Cosatu's president S'dumo Dlamini Picture: Boxer Ngwenya

Johannesburg - Eight unions are threatening to go to court to compel Cosatu to hold a special national congress. They have served notice of their intent on the trade union federation, which – for nine months – has failed to comply with the demand for a congress.

The unions, led by Cosatu’s biggest affiliate, the National Union of Metalworkers of SA (Numsa), believe the congress is the only way that the federation’s infighting can be resolved.

The congress would elect new leaders and decide on the future direction of Cosatu, particularly its relationship to the government and the ruling ANC.

The unions asked in August for the congress to be convened and have accused Cosatu president S’dumo Dlamini of dragging his feet over the matter.

The notice of motion, filed on Thursday last week, suggests the ANC’s intervention to bring unity to the federation will be short-lived.

The papers were served on Cosatu House barely 24 hours after the country had voted to return the ANC to power.

Some Cosatu leaders, on both sides of the federation’s divide, accused the ANC of having intervened only to maintain stability before the poll.

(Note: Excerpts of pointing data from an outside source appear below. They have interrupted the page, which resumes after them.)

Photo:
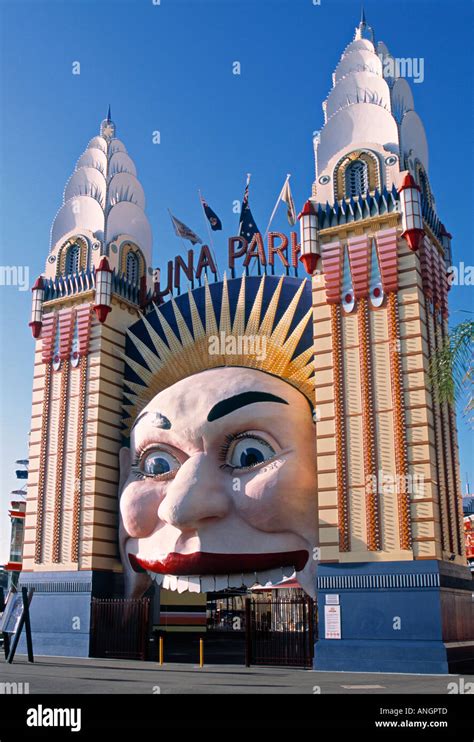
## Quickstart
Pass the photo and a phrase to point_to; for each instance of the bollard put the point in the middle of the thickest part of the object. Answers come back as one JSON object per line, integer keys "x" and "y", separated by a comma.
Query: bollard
{"x": 161, "y": 650}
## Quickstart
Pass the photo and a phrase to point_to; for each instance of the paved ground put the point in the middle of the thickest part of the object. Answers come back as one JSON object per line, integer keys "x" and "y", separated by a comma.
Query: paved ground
{"x": 73, "y": 675}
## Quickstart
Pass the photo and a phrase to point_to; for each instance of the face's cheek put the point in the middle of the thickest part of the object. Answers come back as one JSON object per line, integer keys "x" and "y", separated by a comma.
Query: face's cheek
{"x": 139, "y": 507}
{"x": 280, "y": 496}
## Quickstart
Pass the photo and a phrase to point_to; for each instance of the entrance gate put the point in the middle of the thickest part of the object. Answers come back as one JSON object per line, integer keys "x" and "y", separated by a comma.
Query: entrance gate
{"x": 280, "y": 630}
{"x": 120, "y": 628}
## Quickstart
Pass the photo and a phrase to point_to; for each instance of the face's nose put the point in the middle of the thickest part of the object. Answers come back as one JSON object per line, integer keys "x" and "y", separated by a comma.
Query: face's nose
{"x": 197, "y": 492}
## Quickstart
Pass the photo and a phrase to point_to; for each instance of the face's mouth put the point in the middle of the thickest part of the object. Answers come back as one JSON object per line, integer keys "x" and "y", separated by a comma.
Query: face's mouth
{"x": 208, "y": 563}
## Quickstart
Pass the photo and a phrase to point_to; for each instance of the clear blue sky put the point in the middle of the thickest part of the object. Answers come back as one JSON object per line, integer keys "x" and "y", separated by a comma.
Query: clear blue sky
{"x": 168, "y": 67}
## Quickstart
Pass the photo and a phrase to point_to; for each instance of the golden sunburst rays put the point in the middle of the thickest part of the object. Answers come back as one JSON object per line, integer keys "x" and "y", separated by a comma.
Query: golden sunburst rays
{"x": 188, "y": 351}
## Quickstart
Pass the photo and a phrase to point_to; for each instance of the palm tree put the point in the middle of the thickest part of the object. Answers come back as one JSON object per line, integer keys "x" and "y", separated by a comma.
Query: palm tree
{"x": 451, "y": 368}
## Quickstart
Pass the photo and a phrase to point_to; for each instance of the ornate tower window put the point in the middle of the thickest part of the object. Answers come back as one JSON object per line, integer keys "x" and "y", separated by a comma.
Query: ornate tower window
{"x": 73, "y": 259}
{"x": 132, "y": 268}
{"x": 355, "y": 174}
{"x": 357, "y": 178}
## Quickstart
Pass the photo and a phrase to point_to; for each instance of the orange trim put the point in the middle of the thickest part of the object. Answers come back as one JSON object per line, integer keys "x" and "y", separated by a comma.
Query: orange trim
{"x": 341, "y": 475}
{"x": 399, "y": 423}
{"x": 368, "y": 428}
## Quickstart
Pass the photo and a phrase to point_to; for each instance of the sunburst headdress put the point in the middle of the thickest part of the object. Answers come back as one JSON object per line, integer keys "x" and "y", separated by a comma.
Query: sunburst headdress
{"x": 173, "y": 341}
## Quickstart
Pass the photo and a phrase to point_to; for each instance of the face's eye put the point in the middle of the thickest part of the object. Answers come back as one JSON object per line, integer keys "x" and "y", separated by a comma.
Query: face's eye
{"x": 249, "y": 451}
{"x": 159, "y": 462}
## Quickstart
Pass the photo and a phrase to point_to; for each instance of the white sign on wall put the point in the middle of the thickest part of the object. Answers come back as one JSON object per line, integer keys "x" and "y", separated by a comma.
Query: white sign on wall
{"x": 332, "y": 621}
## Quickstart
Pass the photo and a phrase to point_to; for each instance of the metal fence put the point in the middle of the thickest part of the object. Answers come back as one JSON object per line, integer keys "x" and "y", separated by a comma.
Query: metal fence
{"x": 120, "y": 628}
{"x": 280, "y": 631}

Numsa and its allies, firing the first salvo just days after the elections, have also suggested that few in the federation believe that the truce will be permanent.

The unions have given Dlamini and Cosatu until Wednesday next week to respond.

If they fail to do so, the unions will go to court on June 2.

They will ask the High Court in Joburg to order Dlamini to convene a congress within 60 days.

They also want the court to declare unconstitutional and invalid the Cosatu decision, taken by its central executive committee at a special meeting earlier this year, not to convene a congress.

Dlamini said at the time a congress would not be held as the majority of Cosatu’s affiliates were opposed to the idea, but he has since said he is applying his mind to the matter.

He has argued that Cosatu’s coffers do not have the funds for the meeting.

Although Cosatu’s constitution stipulates that a special congress must be held if a third of its affiliates request one, it does not give the time frame in which this needs to be done.

If the president fails to call a special national congress, the central executive committee may appoint someone to convene it .

“By proceeding to take the position that no special national congress would at the time be called… the central executive committee acted ultra vires… unlawfully and in breach of the constitution,” the unions’ court documents read.

The unions repeat in the documents that they are committed to assisting Cosatu in whatever way they can to hold the congress.

“However, we must also point out that we believe that the (special national congress) should neither be a lavish nor drawn-out affair. We suggest that expenses be limited to the minimum required and that the event should not endure for longer than two consecutive days,” the unions say.

Dlamini is on record as saying that a congress would cost more than R12 million.

If the matter goes to court, Numsa and its allies would be confident that the judge would find in their favour.

Last month, the court ruled that Cosatu had acted unconstitutionally when it suspended general secretary Zwelinzima Vavi.

But Numsa is fighting to stay in Cosatu, with unions allied to the federation’s leadership determined to expel the troublesome union before a congress is convened.

They are threatening to expel Numsa because it refused to support the ANC in last week’s elections. If it is expelled, it would not be allowed to participate in the congress and its influence on other unions would be severely diminished.

Cosatu spokesman Patrick Craven said the federation was studying the documents and would respond to media queries later.